On a segment basis, the company reported revenues from instruments and accessories of $265 million, up 18% year over year. Growth was driven by an 18% year-over-year increase in da Vinci surgical procedures and healthy adoption of new offerings. Growth in international urology, U.S. gynecology and general surgery procedures was partly offset by a drop in prostatectomy procedures in the U.S.
On the flip side, revenues from sales of systems were $216 million, down 6% year over year and 16% sequentially. The results were affected by weak sales of the company’s da Vinci Surgical Systems. The company managed to sell 143 da Vinci Surgical Systems in the second quarter, compared with 150 in the year-ago quarter. Sales increased everywhere, including Europe, Japan and the rest of the world, except the U.S.
Sales of the da Vinci product decreased in the U.S. (from 124 to 90) due to the ongoing economic pressure to reduce hospital costs and the sluggish growth rate in benign gynecologic surgeries. The decision of healthcare insurers to opt for conservative treatments in outpatient settings led to lower hospital admissions.
Service revenues were $98 million, up 18% year over year, primarily due to growth in the installed base of da Vinci Surgical systems.
Intuitive Surgical reported gross margin of 70% in the reported quarter, down from 72% in the year-ago quarter. Gross margin declined on account of the newly implemented medical device excise tax, MTS product recall, pricing pressure along with adverse product mix.
The company reported operating expenses of $186.7 million in the quarter, up about 15.9% year over year. The increase was due to growth in selling, general and administrative expense (up 20.3%) and research and development expenditure (up 2.5%).

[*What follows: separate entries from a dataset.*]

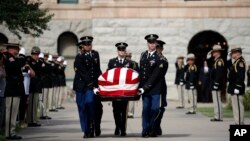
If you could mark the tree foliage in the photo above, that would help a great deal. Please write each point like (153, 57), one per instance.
(24, 16)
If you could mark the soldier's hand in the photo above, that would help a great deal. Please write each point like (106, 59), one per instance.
(50, 58)
(22, 51)
(96, 91)
(215, 87)
(229, 56)
(236, 91)
(140, 91)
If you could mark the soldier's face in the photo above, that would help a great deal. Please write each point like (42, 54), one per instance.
(235, 54)
(122, 53)
(35, 56)
(151, 45)
(190, 61)
(87, 47)
(180, 60)
(216, 53)
(13, 51)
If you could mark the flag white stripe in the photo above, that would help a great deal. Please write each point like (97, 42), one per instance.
(117, 87)
(110, 77)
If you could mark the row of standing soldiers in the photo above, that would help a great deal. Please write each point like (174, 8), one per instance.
(234, 68)
(152, 69)
(33, 83)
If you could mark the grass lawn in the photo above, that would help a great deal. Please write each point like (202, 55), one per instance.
(209, 111)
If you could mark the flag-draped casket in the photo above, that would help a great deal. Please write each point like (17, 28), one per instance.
(119, 84)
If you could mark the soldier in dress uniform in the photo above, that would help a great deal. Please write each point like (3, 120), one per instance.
(62, 82)
(163, 102)
(248, 77)
(131, 104)
(35, 87)
(236, 87)
(87, 71)
(191, 80)
(46, 83)
(120, 107)
(217, 81)
(150, 86)
(14, 87)
(180, 80)
(55, 82)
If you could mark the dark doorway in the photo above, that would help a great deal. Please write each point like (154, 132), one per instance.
(67, 48)
(3, 39)
(200, 44)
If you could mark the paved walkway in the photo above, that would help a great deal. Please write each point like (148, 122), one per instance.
(176, 127)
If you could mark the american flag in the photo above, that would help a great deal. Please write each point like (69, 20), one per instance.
(119, 82)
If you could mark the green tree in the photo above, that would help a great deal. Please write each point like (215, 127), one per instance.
(24, 16)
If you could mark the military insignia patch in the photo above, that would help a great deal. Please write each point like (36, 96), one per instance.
(241, 64)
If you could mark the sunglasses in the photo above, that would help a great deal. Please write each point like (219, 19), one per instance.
(121, 49)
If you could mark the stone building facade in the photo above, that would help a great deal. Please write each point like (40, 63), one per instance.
(112, 21)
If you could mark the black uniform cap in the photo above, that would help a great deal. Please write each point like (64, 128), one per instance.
(151, 37)
(160, 43)
(86, 39)
(121, 45)
(12, 45)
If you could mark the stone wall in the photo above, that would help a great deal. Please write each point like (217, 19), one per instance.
(175, 32)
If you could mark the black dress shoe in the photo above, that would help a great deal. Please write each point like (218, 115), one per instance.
(159, 132)
(86, 135)
(97, 132)
(34, 125)
(53, 110)
(190, 113)
(14, 137)
(123, 134)
(117, 131)
(60, 108)
(45, 117)
(179, 107)
(144, 135)
(215, 119)
(152, 134)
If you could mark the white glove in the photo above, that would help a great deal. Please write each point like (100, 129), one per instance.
(140, 91)
(22, 51)
(65, 63)
(59, 59)
(215, 87)
(229, 56)
(50, 58)
(209, 55)
(41, 55)
(236, 91)
(96, 91)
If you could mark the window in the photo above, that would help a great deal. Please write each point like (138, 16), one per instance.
(67, 1)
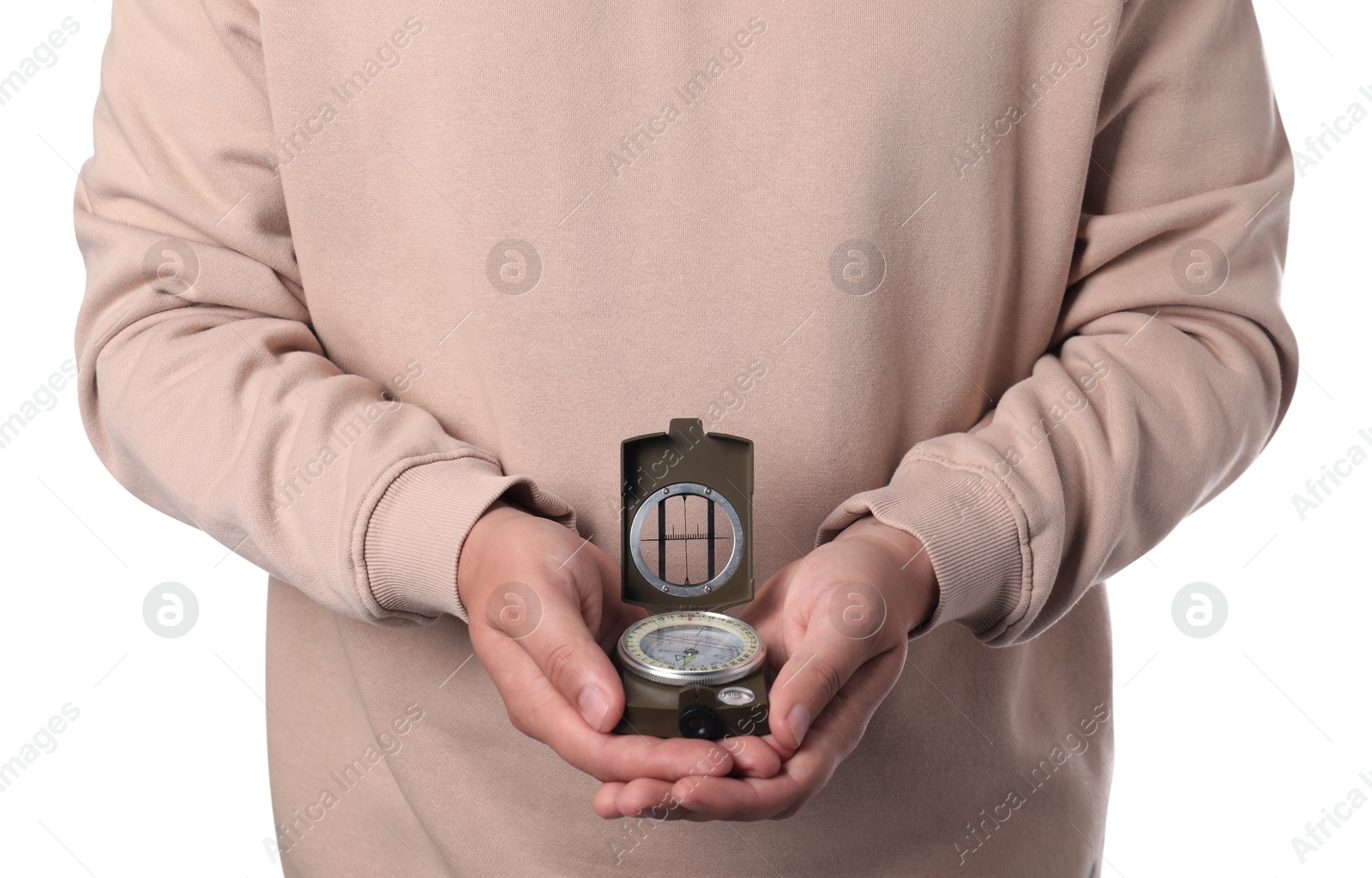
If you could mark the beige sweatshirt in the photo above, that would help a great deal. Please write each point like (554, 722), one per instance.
(1005, 276)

Operating income was $218.5 million, or about 37.8% of sales, in the reported quarter compared with $225.3 million, or 42.0% of sales, in the prior-year quarter.
Intuitive Surgical exited second-quarter 2013 with cash, cash equivalents and investments of $3,027.2 million, up 15.1% year over year. Roughly 0.5 million shares worth $270 million were repurchased during the quarter.

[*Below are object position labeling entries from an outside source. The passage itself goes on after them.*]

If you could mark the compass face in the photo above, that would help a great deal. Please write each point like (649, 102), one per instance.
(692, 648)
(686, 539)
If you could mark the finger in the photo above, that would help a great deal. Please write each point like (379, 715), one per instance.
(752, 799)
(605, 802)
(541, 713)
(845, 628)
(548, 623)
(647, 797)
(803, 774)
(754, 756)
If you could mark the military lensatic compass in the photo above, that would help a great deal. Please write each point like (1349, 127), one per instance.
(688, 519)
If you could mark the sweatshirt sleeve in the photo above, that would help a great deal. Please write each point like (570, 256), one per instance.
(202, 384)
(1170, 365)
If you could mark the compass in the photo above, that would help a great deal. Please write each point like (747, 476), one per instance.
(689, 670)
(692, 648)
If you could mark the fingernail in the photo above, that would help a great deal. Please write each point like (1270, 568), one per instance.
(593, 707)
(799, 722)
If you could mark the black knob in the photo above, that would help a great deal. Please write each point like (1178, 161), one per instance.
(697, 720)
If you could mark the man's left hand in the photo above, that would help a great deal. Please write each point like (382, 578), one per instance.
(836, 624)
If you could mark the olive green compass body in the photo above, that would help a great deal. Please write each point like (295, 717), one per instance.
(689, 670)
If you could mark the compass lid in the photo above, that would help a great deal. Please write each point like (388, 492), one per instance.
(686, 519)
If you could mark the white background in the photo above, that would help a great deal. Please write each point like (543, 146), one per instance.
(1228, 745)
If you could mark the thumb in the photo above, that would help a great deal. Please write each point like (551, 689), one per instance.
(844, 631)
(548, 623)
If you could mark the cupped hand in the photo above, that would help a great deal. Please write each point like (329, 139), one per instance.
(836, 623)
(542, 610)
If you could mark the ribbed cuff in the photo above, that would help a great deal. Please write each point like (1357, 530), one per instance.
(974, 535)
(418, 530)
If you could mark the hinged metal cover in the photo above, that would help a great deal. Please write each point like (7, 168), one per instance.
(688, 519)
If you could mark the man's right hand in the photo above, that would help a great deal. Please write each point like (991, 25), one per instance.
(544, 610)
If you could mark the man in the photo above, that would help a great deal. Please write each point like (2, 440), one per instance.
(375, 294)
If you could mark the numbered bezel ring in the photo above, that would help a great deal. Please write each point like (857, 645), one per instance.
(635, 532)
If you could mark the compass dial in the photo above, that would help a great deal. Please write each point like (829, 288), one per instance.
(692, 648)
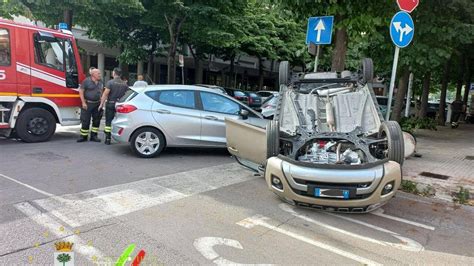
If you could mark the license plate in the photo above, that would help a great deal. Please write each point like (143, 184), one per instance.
(332, 193)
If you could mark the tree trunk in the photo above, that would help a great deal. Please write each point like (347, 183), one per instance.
(401, 92)
(149, 69)
(232, 72)
(467, 82)
(424, 95)
(339, 54)
(198, 70)
(174, 29)
(68, 18)
(460, 79)
(444, 89)
(260, 73)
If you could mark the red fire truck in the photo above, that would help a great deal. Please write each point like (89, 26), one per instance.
(40, 73)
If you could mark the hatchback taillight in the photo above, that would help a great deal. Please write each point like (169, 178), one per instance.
(125, 108)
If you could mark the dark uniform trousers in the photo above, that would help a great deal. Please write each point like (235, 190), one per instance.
(93, 112)
(109, 116)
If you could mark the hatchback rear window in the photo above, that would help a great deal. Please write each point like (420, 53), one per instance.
(128, 96)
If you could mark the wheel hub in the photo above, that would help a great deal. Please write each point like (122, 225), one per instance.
(38, 126)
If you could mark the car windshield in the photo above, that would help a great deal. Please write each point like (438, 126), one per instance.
(239, 93)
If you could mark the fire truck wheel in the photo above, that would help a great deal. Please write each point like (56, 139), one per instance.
(35, 125)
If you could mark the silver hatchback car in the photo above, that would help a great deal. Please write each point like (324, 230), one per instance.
(154, 117)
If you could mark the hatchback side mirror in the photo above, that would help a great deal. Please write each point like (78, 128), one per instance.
(244, 114)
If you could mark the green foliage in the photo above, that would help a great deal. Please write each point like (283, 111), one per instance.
(411, 124)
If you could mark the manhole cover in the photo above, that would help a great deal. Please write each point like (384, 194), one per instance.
(433, 175)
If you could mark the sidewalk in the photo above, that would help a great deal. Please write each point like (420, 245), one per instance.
(448, 152)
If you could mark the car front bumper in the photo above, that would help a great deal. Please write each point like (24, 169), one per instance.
(367, 184)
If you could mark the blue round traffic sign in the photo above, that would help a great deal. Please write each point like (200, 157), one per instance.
(402, 29)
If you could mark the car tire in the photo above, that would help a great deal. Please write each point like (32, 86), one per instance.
(396, 146)
(284, 73)
(273, 138)
(147, 142)
(35, 125)
(367, 70)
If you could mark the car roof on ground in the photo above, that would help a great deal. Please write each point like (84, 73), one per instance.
(172, 87)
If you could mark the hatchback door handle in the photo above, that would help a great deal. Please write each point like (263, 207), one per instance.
(210, 117)
(163, 111)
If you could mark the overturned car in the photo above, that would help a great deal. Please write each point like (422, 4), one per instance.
(328, 146)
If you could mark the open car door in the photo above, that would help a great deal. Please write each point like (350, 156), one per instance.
(247, 143)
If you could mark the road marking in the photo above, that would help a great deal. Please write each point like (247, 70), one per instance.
(108, 202)
(380, 212)
(408, 244)
(262, 221)
(28, 186)
(205, 246)
(48, 222)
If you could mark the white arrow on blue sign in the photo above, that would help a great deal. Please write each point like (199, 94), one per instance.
(402, 29)
(319, 30)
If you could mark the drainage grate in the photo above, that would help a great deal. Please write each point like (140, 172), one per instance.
(433, 175)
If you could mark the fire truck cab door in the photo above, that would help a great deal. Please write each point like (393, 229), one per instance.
(8, 79)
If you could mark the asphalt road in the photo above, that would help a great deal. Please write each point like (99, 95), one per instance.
(196, 206)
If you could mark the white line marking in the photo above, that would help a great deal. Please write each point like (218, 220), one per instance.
(380, 212)
(408, 244)
(28, 186)
(46, 221)
(205, 246)
(261, 220)
(105, 203)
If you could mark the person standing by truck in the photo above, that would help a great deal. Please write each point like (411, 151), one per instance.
(114, 90)
(90, 93)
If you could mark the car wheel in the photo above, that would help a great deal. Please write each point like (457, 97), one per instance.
(273, 139)
(367, 70)
(35, 125)
(284, 73)
(395, 143)
(147, 142)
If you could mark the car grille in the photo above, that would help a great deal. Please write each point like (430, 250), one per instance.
(333, 209)
(333, 185)
(338, 185)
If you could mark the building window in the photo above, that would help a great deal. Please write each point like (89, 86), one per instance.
(5, 59)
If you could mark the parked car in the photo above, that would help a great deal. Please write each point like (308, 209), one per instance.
(328, 146)
(255, 101)
(215, 87)
(269, 106)
(238, 95)
(158, 116)
(266, 94)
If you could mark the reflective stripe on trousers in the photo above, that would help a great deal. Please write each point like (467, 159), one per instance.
(84, 132)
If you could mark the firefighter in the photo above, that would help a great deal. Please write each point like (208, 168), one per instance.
(114, 90)
(90, 92)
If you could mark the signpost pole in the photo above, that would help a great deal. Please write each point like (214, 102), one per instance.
(316, 59)
(392, 82)
(410, 86)
(182, 75)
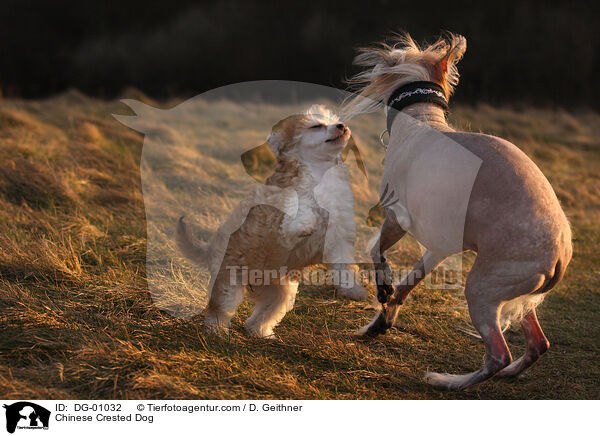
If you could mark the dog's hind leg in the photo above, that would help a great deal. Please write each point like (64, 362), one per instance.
(386, 317)
(272, 303)
(497, 354)
(537, 344)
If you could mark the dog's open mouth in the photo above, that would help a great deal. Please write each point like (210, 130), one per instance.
(340, 136)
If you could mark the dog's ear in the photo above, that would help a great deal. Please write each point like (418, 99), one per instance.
(352, 147)
(457, 45)
(259, 162)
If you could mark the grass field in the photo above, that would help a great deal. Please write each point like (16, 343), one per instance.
(77, 319)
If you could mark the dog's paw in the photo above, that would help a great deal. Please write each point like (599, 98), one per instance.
(356, 292)
(377, 326)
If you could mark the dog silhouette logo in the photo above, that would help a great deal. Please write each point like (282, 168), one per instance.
(26, 415)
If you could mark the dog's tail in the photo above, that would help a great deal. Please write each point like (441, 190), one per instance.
(191, 249)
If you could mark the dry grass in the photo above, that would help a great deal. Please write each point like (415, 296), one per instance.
(78, 321)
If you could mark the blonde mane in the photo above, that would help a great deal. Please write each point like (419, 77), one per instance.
(389, 66)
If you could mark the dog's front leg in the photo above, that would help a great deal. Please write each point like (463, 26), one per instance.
(390, 233)
(386, 317)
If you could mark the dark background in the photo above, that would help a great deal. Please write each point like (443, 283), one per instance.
(530, 52)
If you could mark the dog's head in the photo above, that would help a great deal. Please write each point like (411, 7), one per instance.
(390, 66)
(317, 134)
(313, 136)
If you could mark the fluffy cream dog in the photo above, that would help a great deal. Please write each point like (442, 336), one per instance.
(302, 215)
(456, 191)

Intuitive Surgical significantly lowered its 2013 guidance based on the company’s dismal performance. Due to soft capital sales of the da Vinci system, the company lowered its revenue expectation to flat to 7% for 2013. Previously, ISRG had provided its sales growth guidance in the range of 16% to 19% for 2013. Operating income is forecast in a band of 37% to 38% of sales (earlier 38% to 39%) for 2013.
The company expects procedure growth rate in the range of 15%–18% compared to the previously guided range of 20%–23%. This is mainly due to moderate growth in U.S. benign gynecologic procedures.
Intuitive Surgical was deeply affected by the decline in sales of its flagship da Vinci product. This dismal sales performance has become a matter of concern for both the company and investors alike. This is reflected in the company’s Zacks Rank #5 (Strong Sell).
We believe that the company’s products will experience severe headwinds due to the stiff capital spending environment and sluggish benign gynecologic procedures in the U.S. Moreover, a warning letter from the U.S. Food and Drug Administration (FDA) adds to the company’s woes.
While we strongly recommend avoiding this stock, medical stocks such as Globus Medical (GMED - Snapshot Report), MAKO Surgical (MAKO - Snapshot Report) and Syneron Medical (ELOS - Snapshot Report) are expected to do well. All these stocks carry a Zacks Rank #2 (Buy).